Berlin doit réagir vite aux accusations d'espionnage-Steinmeier

vendredi 1 mai 2015 17h56
 

LJUBLJANA, 1er mai (Reuters) - Le gouvernement allemand doit rapidement faire la lumière sur les accusations selon lesquelles le BND, le service fédéral de renseignement extérieur, a aidé les Etats-Unis à espionner des gouvernements et des entreprises européens, a déclaré vendredi Frank-Walter Steinmeier, le ministre des Affaires étrangères.

Les informations de l'hebdomadaire Der Spiegel sur la collaboration présumée entre le BND et la National Security Agency (NSA) américaine pendant plus de dix ans a suscité de vives réactions et conduit jeudi Airbus Group à annoncer le dépôt d'une plainte contre X.

Dans son dernier numéro, paru vendredi, le Spiegel écrit que le BND a ordonné en 2013 la destruction de 12.000 adresses IP, adresses de messagerie électronique et numéros de téléphones de responsables gouvernementaux allemands qu'il suivait pour le compte de la NSA.

"Nous devons nous employer à faire la lumière là-dessus aussi vite que possible pour savoir ce qui s'est passé, et ce qui ne s'est pas passé", a dit Frank-Walter Steinmeier lors d'un déplacement en Slovénie.

Le chef de la diplomatie allemande, membre du Parti social-démocrate (SPD), allié de la CDU de la chancelière Angela Merkel dans le gouvernement de coalition, n'a fait aucun commentaire sur les retombées de cette affaire sur l'image de l'Allemagne.

Le ministre de l'Intérieur, Thomas de Maizière, un proche allié d'Angela Merkel qui fut son chef de cabinet entre 2005 et 2009, a nié mercredi avoir menti au Parlement à propos de la coopération entre l'Allemagne et le renseignement américain.

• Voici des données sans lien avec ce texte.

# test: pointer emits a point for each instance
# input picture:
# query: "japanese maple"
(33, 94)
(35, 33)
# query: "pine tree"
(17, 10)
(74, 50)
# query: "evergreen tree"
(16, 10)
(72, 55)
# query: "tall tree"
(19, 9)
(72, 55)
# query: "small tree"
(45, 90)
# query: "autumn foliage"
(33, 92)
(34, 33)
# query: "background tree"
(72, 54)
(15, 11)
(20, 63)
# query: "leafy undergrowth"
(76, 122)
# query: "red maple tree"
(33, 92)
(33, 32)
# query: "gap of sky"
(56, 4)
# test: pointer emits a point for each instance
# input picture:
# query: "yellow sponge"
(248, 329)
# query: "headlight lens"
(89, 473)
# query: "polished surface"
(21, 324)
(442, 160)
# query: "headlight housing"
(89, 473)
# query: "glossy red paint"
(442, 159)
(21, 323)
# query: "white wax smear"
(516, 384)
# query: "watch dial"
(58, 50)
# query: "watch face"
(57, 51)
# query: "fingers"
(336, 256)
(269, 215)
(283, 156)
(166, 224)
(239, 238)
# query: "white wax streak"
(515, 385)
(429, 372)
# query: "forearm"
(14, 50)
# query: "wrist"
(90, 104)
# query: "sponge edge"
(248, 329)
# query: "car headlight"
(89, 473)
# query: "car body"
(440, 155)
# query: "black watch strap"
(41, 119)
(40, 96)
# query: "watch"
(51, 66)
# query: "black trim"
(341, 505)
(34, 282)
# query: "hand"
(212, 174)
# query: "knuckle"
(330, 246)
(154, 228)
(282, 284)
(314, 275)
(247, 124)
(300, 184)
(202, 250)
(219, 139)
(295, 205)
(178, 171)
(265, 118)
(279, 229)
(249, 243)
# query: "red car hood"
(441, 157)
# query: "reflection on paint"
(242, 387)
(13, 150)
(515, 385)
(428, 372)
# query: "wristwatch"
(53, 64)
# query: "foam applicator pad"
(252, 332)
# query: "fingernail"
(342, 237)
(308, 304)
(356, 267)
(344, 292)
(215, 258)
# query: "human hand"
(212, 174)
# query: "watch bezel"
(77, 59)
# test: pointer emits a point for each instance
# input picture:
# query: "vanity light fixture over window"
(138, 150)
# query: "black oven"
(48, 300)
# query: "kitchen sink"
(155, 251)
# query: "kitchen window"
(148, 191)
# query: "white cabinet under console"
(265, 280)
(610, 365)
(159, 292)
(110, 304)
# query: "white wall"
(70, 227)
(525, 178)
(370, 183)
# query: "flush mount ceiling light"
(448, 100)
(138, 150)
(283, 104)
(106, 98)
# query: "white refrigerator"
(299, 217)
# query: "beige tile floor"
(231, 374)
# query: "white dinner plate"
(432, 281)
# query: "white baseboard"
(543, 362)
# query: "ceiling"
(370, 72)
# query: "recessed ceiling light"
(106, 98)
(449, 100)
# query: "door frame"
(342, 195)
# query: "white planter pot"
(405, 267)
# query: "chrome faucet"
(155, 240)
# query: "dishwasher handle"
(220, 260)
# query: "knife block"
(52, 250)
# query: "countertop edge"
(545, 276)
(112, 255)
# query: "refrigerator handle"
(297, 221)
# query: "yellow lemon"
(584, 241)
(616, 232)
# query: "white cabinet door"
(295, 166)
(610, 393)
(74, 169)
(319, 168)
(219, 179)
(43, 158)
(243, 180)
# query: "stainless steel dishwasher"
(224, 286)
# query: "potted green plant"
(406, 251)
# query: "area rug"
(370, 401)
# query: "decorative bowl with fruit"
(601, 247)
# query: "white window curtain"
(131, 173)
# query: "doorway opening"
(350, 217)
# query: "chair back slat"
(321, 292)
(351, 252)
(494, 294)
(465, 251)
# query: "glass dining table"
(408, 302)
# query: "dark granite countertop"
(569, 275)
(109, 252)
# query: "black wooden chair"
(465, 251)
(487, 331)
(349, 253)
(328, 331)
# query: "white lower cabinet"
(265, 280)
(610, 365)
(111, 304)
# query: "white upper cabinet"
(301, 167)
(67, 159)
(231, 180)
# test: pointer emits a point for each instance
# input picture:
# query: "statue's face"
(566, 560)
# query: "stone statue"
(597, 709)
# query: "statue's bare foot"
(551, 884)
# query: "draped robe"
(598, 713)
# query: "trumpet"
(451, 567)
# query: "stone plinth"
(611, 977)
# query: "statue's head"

La secrétaire générale du SPD, Yasmin Fahimi, a quant à elle critiqué la chancellerie vendredi.

"La supervision du BND par la chancellerie est un échec total", a-t-elle dit au quotidien Passauer Neue Presse. "Elle est responsable du comportement des services de renseignement."

Des médias allemands ont rapporté que le BND avait aidé les services de renseignement américains à espionner la présidence et le ministère des Affaires étrangères français, ainsi que la Commission européenne.